The article draws attention to the differences between tourists and backpackers, which is huge, but the differences were mostly stated by interviewees – all backpackers. It’s true, it takes a backpacker to define one as different from a tourist, and these differences need to be hammered home sometimes. All this article did was blend the two together, as if Kingsley himself was just reporting what he was told, not was he believed to be true.

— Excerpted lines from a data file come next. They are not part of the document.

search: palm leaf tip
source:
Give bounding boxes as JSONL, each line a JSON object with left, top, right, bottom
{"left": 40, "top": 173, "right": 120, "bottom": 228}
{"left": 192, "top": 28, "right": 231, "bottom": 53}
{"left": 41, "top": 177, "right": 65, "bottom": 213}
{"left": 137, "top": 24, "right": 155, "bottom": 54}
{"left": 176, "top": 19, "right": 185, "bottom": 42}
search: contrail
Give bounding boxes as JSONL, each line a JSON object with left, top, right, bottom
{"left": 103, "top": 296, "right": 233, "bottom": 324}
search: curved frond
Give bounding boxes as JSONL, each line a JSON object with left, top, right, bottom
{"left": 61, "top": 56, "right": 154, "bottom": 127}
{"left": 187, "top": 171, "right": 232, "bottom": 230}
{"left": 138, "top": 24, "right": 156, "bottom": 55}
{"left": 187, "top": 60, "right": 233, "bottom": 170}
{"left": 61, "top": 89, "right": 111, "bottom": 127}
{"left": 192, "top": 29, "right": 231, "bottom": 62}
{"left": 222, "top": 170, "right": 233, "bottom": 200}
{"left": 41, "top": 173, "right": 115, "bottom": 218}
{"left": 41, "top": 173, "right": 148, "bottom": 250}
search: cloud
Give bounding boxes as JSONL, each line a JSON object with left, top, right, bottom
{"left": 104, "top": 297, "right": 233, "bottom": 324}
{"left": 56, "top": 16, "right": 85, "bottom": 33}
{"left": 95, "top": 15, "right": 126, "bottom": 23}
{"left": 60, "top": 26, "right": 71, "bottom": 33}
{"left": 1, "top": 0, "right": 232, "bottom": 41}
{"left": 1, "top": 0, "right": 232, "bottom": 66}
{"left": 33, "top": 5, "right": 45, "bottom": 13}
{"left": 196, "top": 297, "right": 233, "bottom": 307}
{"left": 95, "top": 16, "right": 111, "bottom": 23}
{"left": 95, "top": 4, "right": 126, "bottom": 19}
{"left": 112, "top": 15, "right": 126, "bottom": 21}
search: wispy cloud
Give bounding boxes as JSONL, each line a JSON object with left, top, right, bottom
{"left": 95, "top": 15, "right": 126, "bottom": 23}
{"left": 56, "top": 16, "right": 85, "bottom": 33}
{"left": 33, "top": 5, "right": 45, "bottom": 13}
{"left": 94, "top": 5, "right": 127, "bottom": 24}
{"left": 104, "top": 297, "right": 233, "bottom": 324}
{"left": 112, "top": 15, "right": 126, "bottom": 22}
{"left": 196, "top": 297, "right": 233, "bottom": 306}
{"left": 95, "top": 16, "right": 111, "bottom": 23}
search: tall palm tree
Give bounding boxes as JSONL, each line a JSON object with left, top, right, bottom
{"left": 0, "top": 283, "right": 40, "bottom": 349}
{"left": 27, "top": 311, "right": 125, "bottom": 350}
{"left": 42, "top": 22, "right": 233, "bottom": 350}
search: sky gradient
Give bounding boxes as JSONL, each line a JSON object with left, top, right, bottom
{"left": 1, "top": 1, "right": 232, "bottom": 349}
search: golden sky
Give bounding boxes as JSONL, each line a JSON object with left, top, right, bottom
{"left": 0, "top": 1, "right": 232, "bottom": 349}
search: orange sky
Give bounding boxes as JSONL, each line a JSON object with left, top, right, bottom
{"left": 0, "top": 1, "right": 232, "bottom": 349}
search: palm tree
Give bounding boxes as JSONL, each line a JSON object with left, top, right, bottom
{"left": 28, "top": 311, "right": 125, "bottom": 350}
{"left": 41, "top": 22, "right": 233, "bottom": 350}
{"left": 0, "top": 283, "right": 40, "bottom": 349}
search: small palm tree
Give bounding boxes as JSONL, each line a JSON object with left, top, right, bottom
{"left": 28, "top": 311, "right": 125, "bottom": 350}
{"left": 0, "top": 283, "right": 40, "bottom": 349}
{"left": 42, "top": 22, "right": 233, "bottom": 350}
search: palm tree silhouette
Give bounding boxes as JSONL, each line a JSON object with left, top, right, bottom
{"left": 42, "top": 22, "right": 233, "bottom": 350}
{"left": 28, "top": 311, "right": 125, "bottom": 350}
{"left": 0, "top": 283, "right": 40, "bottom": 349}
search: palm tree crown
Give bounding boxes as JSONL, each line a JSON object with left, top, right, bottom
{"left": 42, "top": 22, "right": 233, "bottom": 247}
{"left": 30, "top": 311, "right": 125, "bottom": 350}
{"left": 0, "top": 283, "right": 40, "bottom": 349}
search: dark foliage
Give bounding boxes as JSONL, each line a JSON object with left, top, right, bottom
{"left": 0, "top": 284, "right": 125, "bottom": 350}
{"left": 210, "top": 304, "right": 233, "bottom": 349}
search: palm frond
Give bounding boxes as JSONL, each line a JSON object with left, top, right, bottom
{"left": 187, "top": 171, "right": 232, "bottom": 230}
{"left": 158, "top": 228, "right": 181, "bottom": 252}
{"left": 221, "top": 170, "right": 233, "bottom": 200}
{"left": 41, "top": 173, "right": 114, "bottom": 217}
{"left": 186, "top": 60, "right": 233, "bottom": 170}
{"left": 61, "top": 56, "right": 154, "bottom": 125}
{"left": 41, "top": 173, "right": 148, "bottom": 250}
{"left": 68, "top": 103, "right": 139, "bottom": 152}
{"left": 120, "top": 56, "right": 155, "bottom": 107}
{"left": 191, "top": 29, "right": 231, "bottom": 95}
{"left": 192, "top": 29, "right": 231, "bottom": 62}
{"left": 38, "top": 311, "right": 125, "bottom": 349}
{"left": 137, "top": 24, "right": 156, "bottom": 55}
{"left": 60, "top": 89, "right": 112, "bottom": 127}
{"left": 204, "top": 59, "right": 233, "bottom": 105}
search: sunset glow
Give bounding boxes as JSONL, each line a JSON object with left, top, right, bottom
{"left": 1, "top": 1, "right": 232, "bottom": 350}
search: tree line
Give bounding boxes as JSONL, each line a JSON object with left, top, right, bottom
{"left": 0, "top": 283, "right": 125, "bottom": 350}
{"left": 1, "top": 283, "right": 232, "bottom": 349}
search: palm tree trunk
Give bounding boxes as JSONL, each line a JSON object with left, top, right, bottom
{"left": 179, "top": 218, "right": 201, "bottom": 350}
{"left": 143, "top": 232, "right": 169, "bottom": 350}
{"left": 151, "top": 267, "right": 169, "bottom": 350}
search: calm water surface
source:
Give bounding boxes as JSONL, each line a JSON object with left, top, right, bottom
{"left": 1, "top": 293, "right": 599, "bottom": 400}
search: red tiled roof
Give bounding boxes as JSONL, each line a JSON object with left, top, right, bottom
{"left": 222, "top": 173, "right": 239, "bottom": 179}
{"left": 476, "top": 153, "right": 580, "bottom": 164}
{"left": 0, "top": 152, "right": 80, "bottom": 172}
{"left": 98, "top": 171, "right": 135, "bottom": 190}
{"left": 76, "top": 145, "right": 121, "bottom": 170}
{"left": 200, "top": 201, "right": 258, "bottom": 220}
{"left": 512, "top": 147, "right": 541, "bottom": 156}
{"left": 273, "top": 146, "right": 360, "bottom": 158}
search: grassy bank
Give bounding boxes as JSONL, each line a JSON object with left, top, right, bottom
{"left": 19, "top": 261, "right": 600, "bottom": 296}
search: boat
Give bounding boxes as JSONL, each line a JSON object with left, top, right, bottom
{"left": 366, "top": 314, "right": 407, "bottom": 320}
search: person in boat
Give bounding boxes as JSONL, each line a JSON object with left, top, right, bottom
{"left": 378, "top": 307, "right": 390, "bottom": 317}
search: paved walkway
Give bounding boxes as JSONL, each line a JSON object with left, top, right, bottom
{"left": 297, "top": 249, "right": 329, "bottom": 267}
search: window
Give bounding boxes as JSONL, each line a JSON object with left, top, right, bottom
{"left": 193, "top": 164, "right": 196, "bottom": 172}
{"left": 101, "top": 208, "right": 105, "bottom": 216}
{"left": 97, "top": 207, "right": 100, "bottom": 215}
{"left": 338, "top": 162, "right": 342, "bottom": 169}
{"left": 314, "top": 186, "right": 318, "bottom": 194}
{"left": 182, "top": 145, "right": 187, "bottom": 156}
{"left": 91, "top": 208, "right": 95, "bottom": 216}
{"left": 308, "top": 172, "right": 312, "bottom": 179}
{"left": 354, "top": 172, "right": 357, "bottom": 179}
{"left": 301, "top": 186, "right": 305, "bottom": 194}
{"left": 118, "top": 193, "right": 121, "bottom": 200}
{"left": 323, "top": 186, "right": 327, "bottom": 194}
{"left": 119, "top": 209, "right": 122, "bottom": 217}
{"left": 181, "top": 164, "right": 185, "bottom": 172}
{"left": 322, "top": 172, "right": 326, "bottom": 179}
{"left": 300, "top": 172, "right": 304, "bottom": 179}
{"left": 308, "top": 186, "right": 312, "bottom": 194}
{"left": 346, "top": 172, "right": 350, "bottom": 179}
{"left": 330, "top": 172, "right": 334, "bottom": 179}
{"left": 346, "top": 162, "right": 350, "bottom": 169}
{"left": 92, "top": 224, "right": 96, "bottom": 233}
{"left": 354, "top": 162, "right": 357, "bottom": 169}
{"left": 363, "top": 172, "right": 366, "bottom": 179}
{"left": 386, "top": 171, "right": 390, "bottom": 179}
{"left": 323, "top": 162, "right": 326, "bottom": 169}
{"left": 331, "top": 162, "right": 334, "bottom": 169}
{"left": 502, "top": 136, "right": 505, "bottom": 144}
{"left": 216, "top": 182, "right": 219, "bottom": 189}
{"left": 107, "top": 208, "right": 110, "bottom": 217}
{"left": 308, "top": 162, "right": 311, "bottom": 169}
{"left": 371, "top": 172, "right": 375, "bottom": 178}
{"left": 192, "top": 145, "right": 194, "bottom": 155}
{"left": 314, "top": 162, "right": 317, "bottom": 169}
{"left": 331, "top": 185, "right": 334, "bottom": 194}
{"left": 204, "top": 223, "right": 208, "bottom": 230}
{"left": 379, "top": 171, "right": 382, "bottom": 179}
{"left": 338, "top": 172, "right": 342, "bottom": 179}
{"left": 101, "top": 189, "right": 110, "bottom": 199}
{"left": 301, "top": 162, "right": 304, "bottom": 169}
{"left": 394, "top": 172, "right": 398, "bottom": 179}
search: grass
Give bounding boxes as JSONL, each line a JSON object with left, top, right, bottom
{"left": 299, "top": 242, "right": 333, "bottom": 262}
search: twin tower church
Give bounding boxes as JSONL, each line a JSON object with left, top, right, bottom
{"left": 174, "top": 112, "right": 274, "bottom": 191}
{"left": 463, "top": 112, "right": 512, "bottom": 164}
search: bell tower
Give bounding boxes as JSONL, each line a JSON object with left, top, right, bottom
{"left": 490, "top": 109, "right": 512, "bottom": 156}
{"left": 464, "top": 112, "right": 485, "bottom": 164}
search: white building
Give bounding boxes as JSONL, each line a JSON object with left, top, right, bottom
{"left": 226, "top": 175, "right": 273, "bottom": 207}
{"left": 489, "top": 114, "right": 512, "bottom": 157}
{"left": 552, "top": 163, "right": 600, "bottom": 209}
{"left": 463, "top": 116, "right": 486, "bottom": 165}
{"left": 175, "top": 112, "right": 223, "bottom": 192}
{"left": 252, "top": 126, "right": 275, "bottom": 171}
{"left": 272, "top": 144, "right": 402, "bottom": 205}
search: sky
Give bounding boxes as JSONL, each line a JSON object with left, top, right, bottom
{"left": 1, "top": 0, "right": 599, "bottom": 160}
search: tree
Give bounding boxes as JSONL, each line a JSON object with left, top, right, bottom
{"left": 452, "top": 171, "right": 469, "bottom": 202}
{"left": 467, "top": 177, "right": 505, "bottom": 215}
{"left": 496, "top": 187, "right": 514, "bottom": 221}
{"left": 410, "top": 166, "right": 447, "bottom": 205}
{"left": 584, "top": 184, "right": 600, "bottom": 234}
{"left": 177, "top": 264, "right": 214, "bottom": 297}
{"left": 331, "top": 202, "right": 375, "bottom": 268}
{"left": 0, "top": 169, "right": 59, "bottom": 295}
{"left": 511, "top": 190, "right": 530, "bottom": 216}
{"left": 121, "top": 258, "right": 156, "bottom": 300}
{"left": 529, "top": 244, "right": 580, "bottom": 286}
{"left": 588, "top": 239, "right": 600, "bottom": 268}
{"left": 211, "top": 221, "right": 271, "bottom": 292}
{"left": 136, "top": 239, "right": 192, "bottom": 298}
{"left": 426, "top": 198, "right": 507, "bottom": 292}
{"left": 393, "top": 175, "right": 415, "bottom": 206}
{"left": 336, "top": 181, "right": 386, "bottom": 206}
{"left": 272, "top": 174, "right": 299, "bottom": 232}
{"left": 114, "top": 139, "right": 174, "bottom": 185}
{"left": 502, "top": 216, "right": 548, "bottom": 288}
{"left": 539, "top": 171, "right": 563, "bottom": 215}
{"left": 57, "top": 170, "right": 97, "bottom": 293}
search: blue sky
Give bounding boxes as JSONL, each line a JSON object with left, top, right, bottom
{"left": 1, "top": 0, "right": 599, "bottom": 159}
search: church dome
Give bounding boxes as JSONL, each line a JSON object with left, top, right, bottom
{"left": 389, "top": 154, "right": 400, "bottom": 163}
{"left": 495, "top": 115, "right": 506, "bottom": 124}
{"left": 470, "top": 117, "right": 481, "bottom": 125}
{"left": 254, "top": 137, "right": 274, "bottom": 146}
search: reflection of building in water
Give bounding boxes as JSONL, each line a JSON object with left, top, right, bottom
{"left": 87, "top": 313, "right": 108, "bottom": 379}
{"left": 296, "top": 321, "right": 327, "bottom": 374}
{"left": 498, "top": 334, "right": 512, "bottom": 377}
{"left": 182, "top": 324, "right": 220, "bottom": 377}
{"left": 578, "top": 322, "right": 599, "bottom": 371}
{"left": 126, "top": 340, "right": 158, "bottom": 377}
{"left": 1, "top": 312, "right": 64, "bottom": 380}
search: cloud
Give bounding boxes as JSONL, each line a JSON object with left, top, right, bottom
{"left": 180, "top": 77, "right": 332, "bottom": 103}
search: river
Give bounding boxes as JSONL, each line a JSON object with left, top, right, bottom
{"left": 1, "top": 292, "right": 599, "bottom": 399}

Summed up, the article basically says that travellers who attend the FMP aren’t real backpackers, just tourists claiming to be so, and that real backpackers are only interested in the culture of a country, not a beach full of bars likened to Ibiza. The fact is, if someone accurately described themselves as hardworking; a lawyer for instance, but then felt like going out for a few drinks on a Friday night, that wouldn’t strip them of being a lawyer, it’s just a form of relaxing. It’s the same for backpackers, they see the Full Moon Party as a perfect way to end their travels after long months or a year of travelling and taking in as much culture as possible in that time. The people interviewed here weren’t tourists who’d spent a week lying on a beach reading Hello magazine, they simply knew their travels were coming to an end and knew this is the one place in Thailand they could meet up with the friends they’d made one last time before going home. More to the point, once they are home they must settle back into English culture again, which can be a major shock to the system.
Going out once you’re back home can leave you standing in your city centre at night looking around at drunks being sick outside shop windows, starting fights or simply putting on a brilliant display of looking like an uncivilised idiot, walking barefoot because their feet hurt while their dresses are gathered around their waste, having failed to contain both top and bottom parts of their bodies, while you’re there simply longing for some culture again. The Full Moon Party can be seen as a way of easing yourself back into this garish scene.
I wouldn’t go to the Full Moon Party myself, but when I am travelling I wouldn’t want to be condemned as a tourist for wanting a night off to meet up with friends and have a few drinks, and if for others that means waking up on a beach the next morning with the remainder of a shroom milkshake next to you, then why the hell not, it’s their year off after all.